Réalisation : Michel Hazanavicius / Production : Florence Gastaud, Robert Guédiguian, Michel Hazanavicius, Riad Sattouf, Patrick Sobelman, Christophe Jankovic, Valérie Schermann, Jean-Pierre Dardenne, Luc Dardenne / Sociétés de production : StudioCanal / Distribution : StudioCanal / Directeur artistique : Julien Grande Montage : Laurent Pelé / Ingénieur du son : Sélim Azzazi, Jean Paul Hurrier
Interprétation : Jean-Louis Trintignant, Dominique Blanc, Denis Podalydès

Année de sortie : 2024

Un “il était une fois” prononcé par Jean-Louis Trintignant débute La plus précieuse des marchandises, adaptation cinématographique du livre éponyme de Jean-Claude Grumberg. Réalisé par Michel Hazanavicius, en collaboration avec l’auteur du conte original, le film d’animation met en scène “un pauvre bûcheron” et “une pauvre bûcheronne” qui élèvent un enfant trouvé en bordure d’un chemin de fer, durant la guerre. Il appartient à “la race des sans-cœur”. S’ensuit une métaphore accessible et compréhensible par tous, mais évitant le didactisme, de la déportation des juifs. 
L’utilisation originelle du conte – expliquer aux enfants de quoi se méfier dans la société – est détournée et dépossédée de morale. A la place se dessine une mémoire de la guerre et de la déportation. L’histoire partage avec un public plus jeune les horreurs de la guerre avec une sensibilité que rend impossible son apprentissage dans un cours d’histoire. Jean Claude Grumberg n’a cessé de rappeler au réalisateur que l’histoire devait rester un conte pour enfants et ne jamais les choquer ou leur faire peur. L’un des enjeux clé du film est donc la naïveté : celle de l’enfant, d’abord, mais aussi celle des personnages qui l’entourent. S’inscrit dans cette lignée la figure de la mère aimante, cette “pauvre bûcheronne” qui recueille la petite fille sans l’aval de son mari. Le film pourrait par ailleurs tomber dans le pathos, si les dessins réalisés par Hazanavicius et son équipe ne contre-balançaient pas ce risque par leur réalisme. Loin des personnages enfantins des films Disney, le réalisateur s’est inspiré des peintures françaises du XIXe siècle pour créer ses personnages. Un public plus âgé se retrouve donc aisément dans ces images.

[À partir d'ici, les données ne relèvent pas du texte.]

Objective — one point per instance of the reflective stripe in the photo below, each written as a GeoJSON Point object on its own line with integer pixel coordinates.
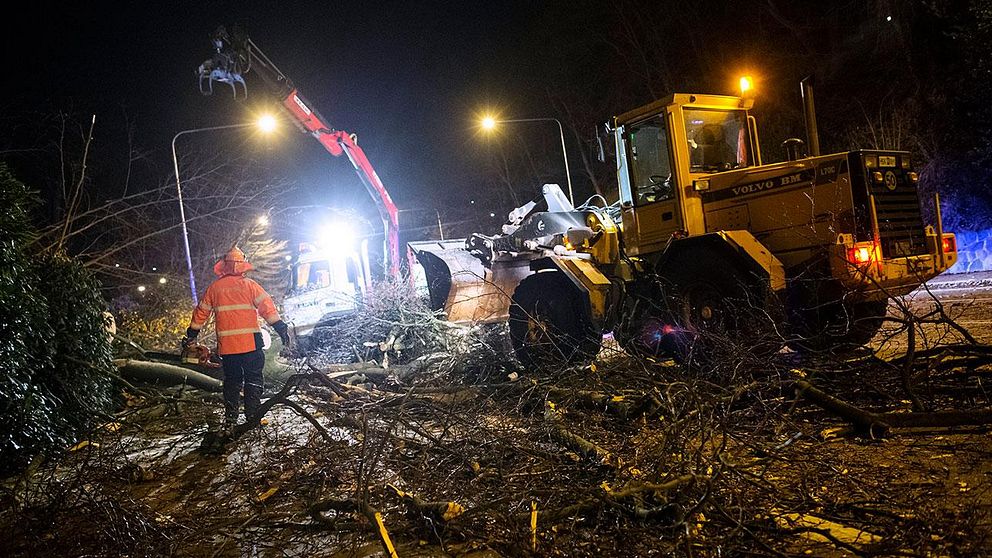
{"type": "Point", "coordinates": [225, 333]}
{"type": "Point", "coordinates": [227, 307]}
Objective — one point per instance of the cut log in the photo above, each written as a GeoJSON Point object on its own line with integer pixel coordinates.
{"type": "Point", "coordinates": [880, 423]}
{"type": "Point", "coordinates": [166, 374]}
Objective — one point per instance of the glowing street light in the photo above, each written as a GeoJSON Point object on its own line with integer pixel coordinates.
{"type": "Point", "coordinates": [746, 84]}
{"type": "Point", "coordinates": [267, 123]}
{"type": "Point", "coordinates": [489, 123]}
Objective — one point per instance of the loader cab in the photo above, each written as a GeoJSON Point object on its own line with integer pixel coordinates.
{"type": "Point", "coordinates": [665, 153]}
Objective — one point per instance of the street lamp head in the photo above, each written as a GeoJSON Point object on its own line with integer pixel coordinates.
{"type": "Point", "coordinates": [267, 123]}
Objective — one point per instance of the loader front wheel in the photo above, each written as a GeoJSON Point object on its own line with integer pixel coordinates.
{"type": "Point", "coordinates": [550, 323]}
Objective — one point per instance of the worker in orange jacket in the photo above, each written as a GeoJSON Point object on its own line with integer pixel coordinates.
{"type": "Point", "coordinates": [236, 301]}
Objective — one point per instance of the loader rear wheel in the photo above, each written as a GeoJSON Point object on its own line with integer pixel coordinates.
{"type": "Point", "coordinates": [550, 323]}
{"type": "Point", "coordinates": [719, 311]}
{"type": "Point", "coordinates": [839, 327]}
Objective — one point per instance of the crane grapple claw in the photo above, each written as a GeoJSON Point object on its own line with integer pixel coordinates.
{"type": "Point", "coordinates": [210, 74]}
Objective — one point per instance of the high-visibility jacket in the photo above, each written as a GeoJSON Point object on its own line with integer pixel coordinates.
{"type": "Point", "coordinates": [236, 301]}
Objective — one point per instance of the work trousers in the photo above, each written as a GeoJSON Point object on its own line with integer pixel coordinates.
{"type": "Point", "coordinates": [242, 370]}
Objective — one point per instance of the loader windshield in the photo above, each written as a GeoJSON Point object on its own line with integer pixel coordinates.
{"type": "Point", "coordinates": [717, 139]}
{"type": "Point", "coordinates": [651, 168]}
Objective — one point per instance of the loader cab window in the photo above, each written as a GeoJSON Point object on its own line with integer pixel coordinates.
{"type": "Point", "coordinates": [718, 139]}
{"type": "Point", "coordinates": [313, 275]}
{"type": "Point", "coordinates": [650, 165]}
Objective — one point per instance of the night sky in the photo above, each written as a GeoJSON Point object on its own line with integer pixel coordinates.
{"type": "Point", "coordinates": [407, 77]}
{"type": "Point", "coordinates": [411, 78]}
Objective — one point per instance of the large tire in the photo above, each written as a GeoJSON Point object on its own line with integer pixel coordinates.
{"type": "Point", "coordinates": [718, 311]}
{"type": "Point", "coordinates": [550, 323]}
{"type": "Point", "coordinates": [837, 327]}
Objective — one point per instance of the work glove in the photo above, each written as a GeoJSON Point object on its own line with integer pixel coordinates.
{"type": "Point", "coordinates": [190, 337]}
{"type": "Point", "coordinates": [283, 330]}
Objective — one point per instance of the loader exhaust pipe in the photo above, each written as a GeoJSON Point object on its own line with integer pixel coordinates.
{"type": "Point", "coordinates": [809, 116]}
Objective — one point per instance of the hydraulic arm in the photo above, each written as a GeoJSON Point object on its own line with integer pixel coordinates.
{"type": "Point", "coordinates": [237, 55]}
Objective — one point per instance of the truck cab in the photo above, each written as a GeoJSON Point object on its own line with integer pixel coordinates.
{"type": "Point", "coordinates": [325, 284]}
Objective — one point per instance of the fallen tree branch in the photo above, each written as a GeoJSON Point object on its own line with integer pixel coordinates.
{"type": "Point", "coordinates": [880, 423]}
{"type": "Point", "coordinates": [167, 374]}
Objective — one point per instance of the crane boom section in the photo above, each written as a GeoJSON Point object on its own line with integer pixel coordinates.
{"type": "Point", "coordinates": [337, 142]}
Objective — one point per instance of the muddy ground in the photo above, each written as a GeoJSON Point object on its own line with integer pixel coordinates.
{"type": "Point", "coordinates": [468, 455]}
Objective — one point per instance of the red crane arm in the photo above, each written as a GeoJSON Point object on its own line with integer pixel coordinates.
{"type": "Point", "coordinates": [337, 142]}
{"type": "Point", "coordinates": [235, 55]}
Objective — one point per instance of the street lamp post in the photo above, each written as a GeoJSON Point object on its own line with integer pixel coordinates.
{"type": "Point", "coordinates": [489, 123]}
{"type": "Point", "coordinates": [266, 123]}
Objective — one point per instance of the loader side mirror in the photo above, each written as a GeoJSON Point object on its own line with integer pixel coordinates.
{"type": "Point", "coordinates": [601, 151]}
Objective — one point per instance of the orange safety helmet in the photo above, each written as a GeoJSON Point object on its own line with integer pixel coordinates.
{"type": "Point", "coordinates": [234, 263]}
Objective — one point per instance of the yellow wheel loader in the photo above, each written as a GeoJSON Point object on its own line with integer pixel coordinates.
{"type": "Point", "coordinates": [706, 244]}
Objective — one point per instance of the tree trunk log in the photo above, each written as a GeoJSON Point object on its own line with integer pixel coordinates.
{"type": "Point", "coordinates": [166, 374]}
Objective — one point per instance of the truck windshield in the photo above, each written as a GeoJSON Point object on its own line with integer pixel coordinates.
{"type": "Point", "coordinates": [650, 166]}
{"type": "Point", "coordinates": [717, 139]}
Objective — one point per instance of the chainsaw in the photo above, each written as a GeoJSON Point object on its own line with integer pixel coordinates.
{"type": "Point", "coordinates": [195, 353]}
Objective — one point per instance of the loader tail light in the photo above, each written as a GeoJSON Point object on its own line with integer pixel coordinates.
{"type": "Point", "coordinates": [864, 252]}
{"type": "Point", "coordinates": [948, 244]}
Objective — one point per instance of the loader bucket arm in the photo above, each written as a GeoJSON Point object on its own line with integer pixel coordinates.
{"type": "Point", "coordinates": [462, 287]}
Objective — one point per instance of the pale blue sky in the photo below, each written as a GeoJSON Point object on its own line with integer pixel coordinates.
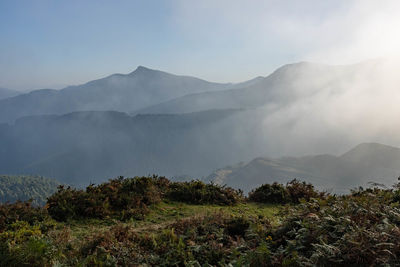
{"type": "Point", "coordinates": [51, 44]}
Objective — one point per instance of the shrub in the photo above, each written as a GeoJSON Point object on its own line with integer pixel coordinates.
{"type": "Point", "coordinates": [20, 211]}
{"type": "Point", "coordinates": [124, 198]}
{"type": "Point", "coordinates": [293, 192]}
{"type": "Point", "coordinates": [301, 190]}
{"type": "Point", "coordinates": [237, 226]}
{"type": "Point", "coordinates": [197, 192]}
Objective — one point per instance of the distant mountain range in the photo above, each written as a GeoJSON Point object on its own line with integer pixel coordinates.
{"type": "Point", "coordinates": [83, 147]}
{"type": "Point", "coordinates": [6, 93]}
{"type": "Point", "coordinates": [367, 162]}
{"type": "Point", "coordinates": [151, 121]}
{"type": "Point", "coordinates": [118, 92]}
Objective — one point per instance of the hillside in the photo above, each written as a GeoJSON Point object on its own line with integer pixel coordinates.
{"type": "Point", "coordinates": [152, 221]}
{"type": "Point", "coordinates": [5, 93]}
{"type": "Point", "coordinates": [287, 84]}
{"type": "Point", "coordinates": [118, 92]}
{"type": "Point", "coordinates": [368, 162]}
{"type": "Point", "coordinates": [84, 147]}
{"type": "Point", "coordinates": [35, 188]}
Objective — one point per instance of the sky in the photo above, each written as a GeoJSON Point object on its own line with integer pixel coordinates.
{"type": "Point", "coordinates": [52, 44]}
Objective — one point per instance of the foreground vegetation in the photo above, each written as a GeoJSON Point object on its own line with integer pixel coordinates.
{"type": "Point", "coordinates": [151, 221]}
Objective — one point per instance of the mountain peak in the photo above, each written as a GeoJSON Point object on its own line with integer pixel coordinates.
{"type": "Point", "coordinates": [142, 69]}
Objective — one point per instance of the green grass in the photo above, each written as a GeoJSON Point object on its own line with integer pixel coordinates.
{"type": "Point", "coordinates": [165, 213]}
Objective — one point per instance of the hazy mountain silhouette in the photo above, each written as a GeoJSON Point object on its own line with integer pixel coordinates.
{"type": "Point", "coordinates": [287, 83]}
{"type": "Point", "coordinates": [5, 93]}
{"type": "Point", "coordinates": [119, 92]}
{"type": "Point", "coordinates": [368, 162]}
{"type": "Point", "coordinates": [80, 147]}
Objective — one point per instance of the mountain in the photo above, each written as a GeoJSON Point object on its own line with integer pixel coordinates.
{"type": "Point", "coordinates": [288, 83]}
{"type": "Point", "coordinates": [367, 162]}
{"type": "Point", "coordinates": [5, 93]}
{"type": "Point", "coordinates": [81, 147]}
{"type": "Point", "coordinates": [119, 92]}
{"type": "Point", "coordinates": [35, 188]}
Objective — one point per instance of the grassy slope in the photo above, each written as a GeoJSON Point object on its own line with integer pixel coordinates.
{"type": "Point", "coordinates": [166, 213]}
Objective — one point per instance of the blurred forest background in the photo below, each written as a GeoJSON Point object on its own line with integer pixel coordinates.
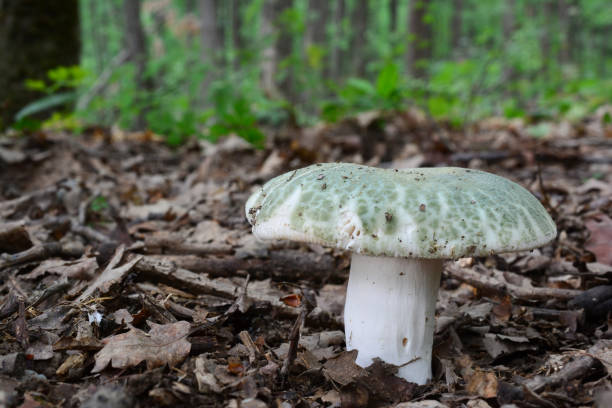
{"type": "Point", "coordinates": [208, 68]}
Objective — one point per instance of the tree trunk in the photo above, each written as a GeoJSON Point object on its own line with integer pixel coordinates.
{"type": "Point", "coordinates": [508, 22]}
{"type": "Point", "coordinates": [318, 13]}
{"type": "Point", "coordinates": [35, 36]}
{"type": "Point", "coordinates": [335, 51]}
{"type": "Point", "coordinates": [135, 44]}
{"type": "Point", "coordinates": [278, 48]}
{"type": "Point", "coordinates": [564, 27]}
{"type": "Point", "coordinates": [393, 16]}
{"type": "Point", "coordinates": [210, 40]}
{"type": "Point", "coordinates": [419, 53]}
{"type": "Point", "coordinates": [456, 27]}
{"type": "Point", "coordinates": [358, 53]}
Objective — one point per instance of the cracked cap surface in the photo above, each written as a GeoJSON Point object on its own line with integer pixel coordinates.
{"type": "Point", "coordinates": [446, 212]}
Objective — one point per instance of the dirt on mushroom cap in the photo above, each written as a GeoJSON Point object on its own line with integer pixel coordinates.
{"type": "Point", "coordinates": [425, 213]}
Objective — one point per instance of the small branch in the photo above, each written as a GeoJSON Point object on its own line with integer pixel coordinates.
{"type": "Point", "coordinates": [577, 368]}
{"type": "Point", "coordinates": [103, 79]}
{"type": "Point", "coordinates": [250, 345]}
{"type": "Point", "coordinates": [163, 271]}
{"type": "Point", "coordinates": [493, 280]}
{"type": "Point", "coordinates": [173, 246]}
{"type": "Point", "coordinates": [286, 265]}
{"type": "Point", "coordinates": [35, 253]}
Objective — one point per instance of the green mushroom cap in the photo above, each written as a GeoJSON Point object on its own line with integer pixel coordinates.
{"type": "Point", "coordinates": [430, 213]}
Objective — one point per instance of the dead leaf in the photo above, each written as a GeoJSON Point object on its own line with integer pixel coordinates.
{"type": "Point", "coordinates": [498, 345]}
{"type": "Point", "coordinates": [477, 382]}
{"type": "Point", "coordinates": [292, 300]}
{"type": "Point", "coordinates": [482, 383]}
{"type": "Point", "coordinates": [122, 316]}
{"type": "Point", "coordinates": [234, 366]}
{"type": "Point", "coordinates": [600, 240]}
{"type": "Point", "coordinates": [111, 275]}
{"type": "Point", "coordinates": [83, 269]}
{"type": "Point", "coordinates": [73, 361]}
{"type": "Point", "coordinates": [343, 369]}
{"type": "Point", "coordinates": [602, 350]}
{"type": "Point", "coordinates": [164, 344]}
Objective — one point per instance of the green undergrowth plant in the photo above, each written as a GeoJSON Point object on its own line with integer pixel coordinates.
{"type": "Point", "coordinates": [386, 93]}
{"type": "Point", "coordinates": [59, 91]}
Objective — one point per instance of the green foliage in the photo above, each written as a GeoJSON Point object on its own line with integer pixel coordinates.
{"type": "Point", "coordinates": [515, 59]}
{"type": "Point", "coordinates": [387, 93]}
{"type": "Point", "coordinates": [98, 204]}
{"type": "Point", "coordinates": [233, 114]}
{"type": "Point", "coordinates": [59, 89]}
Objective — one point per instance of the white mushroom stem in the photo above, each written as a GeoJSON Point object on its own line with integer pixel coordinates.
{"type": "Point", "coordinates": [390, 311]}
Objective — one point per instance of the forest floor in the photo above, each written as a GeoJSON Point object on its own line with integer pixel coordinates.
{"type": "Point", "coordinates": [129, 275]}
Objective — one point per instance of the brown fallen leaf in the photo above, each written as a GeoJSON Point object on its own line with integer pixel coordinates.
{"type": "Point", "coordinates": [164, 344]}
{"type": "Point", "coordinates": [111, 275]}
{"type": "Point", "coordinates": [600, 241]}
{"type": "Point", "coordinates": [292, 300]}
{"type": "Point", "coordinates": [343, 369]}
{"type": "Point", "coordinates": [477, 382]}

Le souhait du film de rester au plus proche du roman l’empêche cependant de devenir une œuvre à part entière tout en n’arrivant jamais à retranscrire pleinement les émotions du livre. La musique d’Alexandre Desplat semble prendre la place du narrateur. Omniprésente, elle donne l’impression de vouloir nous arracher quelques larmes. Si le conteur était utilisé comme un médium entre les personnages et le lecteur dans l’œuvre originale, son absence se fait clairement ressentir dans les dialogues. Ils sont creux et parfois didactiques, nous empêchant de s’attacher autant qu’on le souhaiterait au personnage du “ pauvre bûcheron” ou encore de la gueule cassée.
L’adaptation par Hazanavicius est hélas l’ersatz assez moyen d’un très bon conte, cherchant parfois à s’écarter de l’original mais jamais assez. On en retient tout de même les dessins glaçants, en noir et blanc, représentant des victimes d’Auschwitz défilant dans un silence lourd.